Janmajoy Banerjee, Nomi Shrestha, Niraj Sharma and Sujiti Srivastava
Sunsari Technical College, Nepal
Central Campus of Technology, Hatisar, Nepal
Posters & Accepted Abstracts: J Bioanal Biomed
DOI: 10.4172/1948-593X-C1-030
Abstract
Introduction: Considering extensive applications of benzimidazole moiety in medicinal chemistry and in continuation of our ongoing project on biologically active benzimidazole derivatives, here an attempt has been made to synthesize a total of six derivatives of benzimidazole by multi-step process introducing different substituent’s mainly at 1, 2 position and evaluated for their in-vitro antibacterial activities with a hope to possess potent antibacterial activity. Materials & Methodology: All chemicals and solvents were purchased from SD-Fine Chemicals, India (LR grade) and were used without further purification. Melting points were taken in open capillary method and are uncorrected.
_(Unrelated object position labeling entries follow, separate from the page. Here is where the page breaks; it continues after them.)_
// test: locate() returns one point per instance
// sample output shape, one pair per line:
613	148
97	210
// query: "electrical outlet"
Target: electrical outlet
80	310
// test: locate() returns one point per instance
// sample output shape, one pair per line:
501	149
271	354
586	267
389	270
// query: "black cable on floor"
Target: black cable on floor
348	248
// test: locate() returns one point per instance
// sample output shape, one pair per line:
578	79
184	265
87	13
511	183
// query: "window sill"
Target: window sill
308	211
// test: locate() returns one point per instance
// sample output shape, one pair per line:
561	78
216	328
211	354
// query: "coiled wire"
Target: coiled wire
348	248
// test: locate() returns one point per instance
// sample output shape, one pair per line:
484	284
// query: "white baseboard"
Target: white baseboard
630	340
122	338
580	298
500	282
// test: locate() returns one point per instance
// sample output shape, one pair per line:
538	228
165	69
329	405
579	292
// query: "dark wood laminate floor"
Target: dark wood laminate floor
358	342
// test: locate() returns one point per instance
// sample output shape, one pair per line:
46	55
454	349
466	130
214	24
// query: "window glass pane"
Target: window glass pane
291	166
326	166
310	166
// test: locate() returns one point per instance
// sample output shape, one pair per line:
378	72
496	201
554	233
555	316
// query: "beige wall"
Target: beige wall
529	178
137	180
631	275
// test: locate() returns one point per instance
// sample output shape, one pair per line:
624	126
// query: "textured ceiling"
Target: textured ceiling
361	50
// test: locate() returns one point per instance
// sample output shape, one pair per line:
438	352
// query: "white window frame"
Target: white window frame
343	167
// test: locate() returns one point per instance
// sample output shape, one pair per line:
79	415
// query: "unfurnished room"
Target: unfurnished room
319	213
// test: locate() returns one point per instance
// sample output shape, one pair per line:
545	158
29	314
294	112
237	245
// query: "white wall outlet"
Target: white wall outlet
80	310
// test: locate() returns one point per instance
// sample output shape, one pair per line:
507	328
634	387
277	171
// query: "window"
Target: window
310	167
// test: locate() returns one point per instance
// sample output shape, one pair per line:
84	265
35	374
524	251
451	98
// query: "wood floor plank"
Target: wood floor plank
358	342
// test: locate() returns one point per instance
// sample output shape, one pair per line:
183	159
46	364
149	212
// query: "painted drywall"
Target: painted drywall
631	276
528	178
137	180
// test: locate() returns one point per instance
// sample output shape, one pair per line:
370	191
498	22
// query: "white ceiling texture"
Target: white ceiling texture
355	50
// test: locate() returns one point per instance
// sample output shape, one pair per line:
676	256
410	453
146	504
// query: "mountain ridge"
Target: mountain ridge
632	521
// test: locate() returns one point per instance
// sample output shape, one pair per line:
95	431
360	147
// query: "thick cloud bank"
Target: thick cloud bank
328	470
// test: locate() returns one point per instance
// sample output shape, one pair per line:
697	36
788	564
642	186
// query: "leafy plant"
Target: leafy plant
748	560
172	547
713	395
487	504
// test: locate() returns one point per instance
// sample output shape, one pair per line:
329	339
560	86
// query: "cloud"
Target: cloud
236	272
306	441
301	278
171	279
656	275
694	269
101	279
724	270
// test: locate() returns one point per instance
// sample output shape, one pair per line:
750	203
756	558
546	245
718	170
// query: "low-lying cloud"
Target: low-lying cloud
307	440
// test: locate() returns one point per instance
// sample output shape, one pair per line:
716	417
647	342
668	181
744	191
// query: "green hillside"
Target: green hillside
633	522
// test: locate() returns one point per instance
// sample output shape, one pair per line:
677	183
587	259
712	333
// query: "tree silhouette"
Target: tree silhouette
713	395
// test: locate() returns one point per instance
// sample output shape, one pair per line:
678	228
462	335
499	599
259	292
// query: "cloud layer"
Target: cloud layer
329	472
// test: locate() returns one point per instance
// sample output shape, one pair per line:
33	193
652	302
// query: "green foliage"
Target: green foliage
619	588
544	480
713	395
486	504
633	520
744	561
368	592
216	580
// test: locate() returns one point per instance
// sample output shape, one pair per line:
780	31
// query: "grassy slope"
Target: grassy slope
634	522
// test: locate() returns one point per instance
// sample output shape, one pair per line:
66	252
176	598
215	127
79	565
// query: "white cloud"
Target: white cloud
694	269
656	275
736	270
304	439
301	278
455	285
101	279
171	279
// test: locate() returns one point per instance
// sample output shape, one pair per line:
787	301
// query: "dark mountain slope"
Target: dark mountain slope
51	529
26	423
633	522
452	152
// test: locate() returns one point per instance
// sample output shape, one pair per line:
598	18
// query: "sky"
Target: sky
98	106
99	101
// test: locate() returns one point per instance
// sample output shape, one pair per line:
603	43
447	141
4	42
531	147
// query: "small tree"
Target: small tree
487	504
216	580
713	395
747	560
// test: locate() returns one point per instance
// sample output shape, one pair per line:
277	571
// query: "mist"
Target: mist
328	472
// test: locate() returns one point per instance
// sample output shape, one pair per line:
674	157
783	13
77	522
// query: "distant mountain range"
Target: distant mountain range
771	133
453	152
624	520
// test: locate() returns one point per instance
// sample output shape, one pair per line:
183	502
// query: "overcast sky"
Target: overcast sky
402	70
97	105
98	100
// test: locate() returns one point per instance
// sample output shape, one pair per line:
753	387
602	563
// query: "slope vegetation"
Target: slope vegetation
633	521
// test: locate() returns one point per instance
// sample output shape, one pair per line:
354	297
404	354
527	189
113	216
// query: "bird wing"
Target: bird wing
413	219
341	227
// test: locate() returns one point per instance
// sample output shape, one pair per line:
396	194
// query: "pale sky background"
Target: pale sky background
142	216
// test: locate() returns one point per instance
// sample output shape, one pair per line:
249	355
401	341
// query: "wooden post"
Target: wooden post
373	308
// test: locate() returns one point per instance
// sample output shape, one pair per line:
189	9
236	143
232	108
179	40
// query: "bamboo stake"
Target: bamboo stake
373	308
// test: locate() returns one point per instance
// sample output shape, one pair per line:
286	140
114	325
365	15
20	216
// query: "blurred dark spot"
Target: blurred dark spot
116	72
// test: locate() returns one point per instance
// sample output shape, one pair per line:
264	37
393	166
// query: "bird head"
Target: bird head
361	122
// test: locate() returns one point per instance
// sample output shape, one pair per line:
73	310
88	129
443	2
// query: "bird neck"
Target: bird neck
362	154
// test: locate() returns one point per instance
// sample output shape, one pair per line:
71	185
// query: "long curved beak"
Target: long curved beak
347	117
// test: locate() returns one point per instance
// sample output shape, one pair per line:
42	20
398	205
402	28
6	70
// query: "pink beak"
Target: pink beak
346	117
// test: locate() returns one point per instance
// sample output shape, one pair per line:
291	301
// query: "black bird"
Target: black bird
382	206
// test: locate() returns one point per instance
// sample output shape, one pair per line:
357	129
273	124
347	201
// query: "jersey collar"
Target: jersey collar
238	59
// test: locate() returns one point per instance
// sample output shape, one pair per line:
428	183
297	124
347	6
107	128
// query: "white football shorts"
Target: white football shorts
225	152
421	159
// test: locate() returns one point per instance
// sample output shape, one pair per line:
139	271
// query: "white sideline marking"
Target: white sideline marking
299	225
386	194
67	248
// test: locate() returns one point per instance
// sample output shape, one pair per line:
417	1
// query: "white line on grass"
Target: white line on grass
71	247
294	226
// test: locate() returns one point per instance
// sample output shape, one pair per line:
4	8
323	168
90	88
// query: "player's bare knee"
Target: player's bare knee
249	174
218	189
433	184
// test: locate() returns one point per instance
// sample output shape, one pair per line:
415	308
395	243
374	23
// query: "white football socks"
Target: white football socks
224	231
IR spectra were recorded on FT/IR-4100 type A spectrophotometer (SRMC company), using KBr pallet. 1HNMR spectra of the synthesized compounds were recorded on a Bruker NMR spectrophotometer (400 MHz) in DMSO solvent. Chemical shifts are expressed in δ ppm downfield from TMS as an internal standard. The mass spectra were recorded at 400 MHz. All the reactants were identified by comparison of melting points with those reported in the literature. All the synthesized compounds were recrystallized by using respective solvents. The purity of the compounds was determined by thin layer chromatography. Conclusion: Present studies suggested that, the presence of different substituents causes a certain change of activity. Compound BZD-5 and BZD-6 having no substitution on position-1 of benzimidazole nucleus showed enhanced antibacterial activity against both tested microorganism, in comparison to other benzimidazole derivatives having substitutions at position-2 (BZD- 1, BZD-2, BZD-3 and BZD-4). Also compound BZD-6 is more active than BZD-5 towards antibacterial activity, as b-lactum ring is present in the second position of the benzimidazole nucleus of BZD-6. From the obtained results, it is clear that the major role for antibacterial activity is played by bulky group substitution (aryl, vinyl) on the second position of benzimidazole derivatives and maximum activity was shown by the derivative containing b-lactum moiety incorporated in the 2-position of the benzimidazole nucleus.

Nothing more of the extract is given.